The Abalatsk Znamenie-sign Icon of the Mother of God was written by a proto-deacon of the Tobol’sk cathedral, Matfei, in honour of Sophia the Wisdom of God, in the fulfilling of a vow by a paralytic peasant Evphymii towards the rebuilding anew at the Abalatsk monastery the church of the Znamenie-Sign of the Mother of God. This church was built in 1637 after the recurrent miraculous appearances of the Znamenie Mother of God, accompanied by Saint Nicholas and the Nun Mary of Egypt, appearing to the pious widow Maria. With the writing of the temple’s Znamenie-Sign Icon, the paralytic Evphymii was completely healed. And during the time of the solemn transfer of the icon to the Abalatsk temple many healings occurred.

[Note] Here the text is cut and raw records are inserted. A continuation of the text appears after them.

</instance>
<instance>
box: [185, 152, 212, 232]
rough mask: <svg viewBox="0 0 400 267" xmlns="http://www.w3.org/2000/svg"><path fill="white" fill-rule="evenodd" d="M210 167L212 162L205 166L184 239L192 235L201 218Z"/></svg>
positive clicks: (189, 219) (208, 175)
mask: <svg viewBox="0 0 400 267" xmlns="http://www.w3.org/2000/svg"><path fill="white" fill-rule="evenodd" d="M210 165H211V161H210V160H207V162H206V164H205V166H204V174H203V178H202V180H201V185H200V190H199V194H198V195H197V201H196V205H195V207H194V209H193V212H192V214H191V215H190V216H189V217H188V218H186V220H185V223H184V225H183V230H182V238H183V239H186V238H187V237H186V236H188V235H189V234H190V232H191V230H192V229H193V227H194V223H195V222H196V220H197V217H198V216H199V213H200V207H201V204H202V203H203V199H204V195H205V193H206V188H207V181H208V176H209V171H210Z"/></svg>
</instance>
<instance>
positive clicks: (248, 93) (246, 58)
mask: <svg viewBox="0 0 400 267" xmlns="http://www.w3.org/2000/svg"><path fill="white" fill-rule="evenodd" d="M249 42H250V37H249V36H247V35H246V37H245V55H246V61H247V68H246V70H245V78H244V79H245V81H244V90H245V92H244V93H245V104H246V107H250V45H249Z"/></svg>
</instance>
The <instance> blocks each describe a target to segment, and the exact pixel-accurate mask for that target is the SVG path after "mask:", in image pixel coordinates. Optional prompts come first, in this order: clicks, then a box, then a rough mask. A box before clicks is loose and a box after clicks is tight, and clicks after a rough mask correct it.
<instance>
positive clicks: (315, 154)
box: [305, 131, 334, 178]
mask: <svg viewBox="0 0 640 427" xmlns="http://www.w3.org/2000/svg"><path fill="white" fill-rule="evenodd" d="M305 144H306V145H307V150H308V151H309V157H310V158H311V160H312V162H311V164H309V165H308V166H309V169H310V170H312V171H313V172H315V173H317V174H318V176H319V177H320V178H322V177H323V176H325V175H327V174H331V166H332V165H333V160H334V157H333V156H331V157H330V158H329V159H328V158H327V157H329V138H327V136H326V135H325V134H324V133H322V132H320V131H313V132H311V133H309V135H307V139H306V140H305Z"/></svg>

In general appearance the Abalatsk Icon is similar with that of the Novgorod Znamenie Icon, but with this distinction, that on the Abalatsk Icon Saint Nicholas and the Nun Mary of Egypt stand before the MostHoly Mother of God. Many a wonderworking copy of the Abalatsk Icon is known of, reverently venerated throughout all Siberia.

The Tsarskosel’sk Znamenie-Sign Icon of the Mother of God – an ancient wonderworking image, was brought by way of a present to tsar Alexei Mikhailovich by one of the Eastern Patriarchs, supposedly by Saint Athanasias of Constantinople. Tsar Peter I transferred the icon together with other sacred items from Moscow to his new capital city. In the year 1747 the Znamensk church was built for the icon at Tsarskoe Selo. Before it were made molieben prayers during the time of national catastrophes, for example, during the time of plague in 1771, and of cholera in 1831. Through the intercession of the Mother of God, the terrible epidemics almost did not touch Tsarskoe Selo. Prayer before the Znamenie-Sign Icon of the MostHoly Mother of God, named the Tsarskosel’sk, helped likewise during conflagrations and shipwrecks.

On the icon, Cherubim shade the head of the Mother of God. During the more recent times on the icon is depiction of the Apostle Peter, Saint Zachariah, Alexis the Man of God, and Righteous Saint Elizabeth.

The Seraphimo-Ponetaevsk Znamenie-Sign Icon of the Mother of God was written in the year 1879 by the nuns of the Seraphimo-Ponetaevsk women’s monastery, situated not far from Arzamasa, near the village of Ponetaevka. The monastery was named after the Monk Seraphim of Sarov by the founderess of the monastery – a sister of the Diveevsk community.

Six years after its writing, the icon became for its numerous miracles and became the chief holy item of the monastery. During the time of Divine-services the sisters praying discerned distinct changes in the countenance of the Mother of God: Her All-Pure face became bright and literally alive. Numerous pilgrims thronged to the icon, and many were healed from blindness and crippling. In all about 70 instances of healing were taken note of.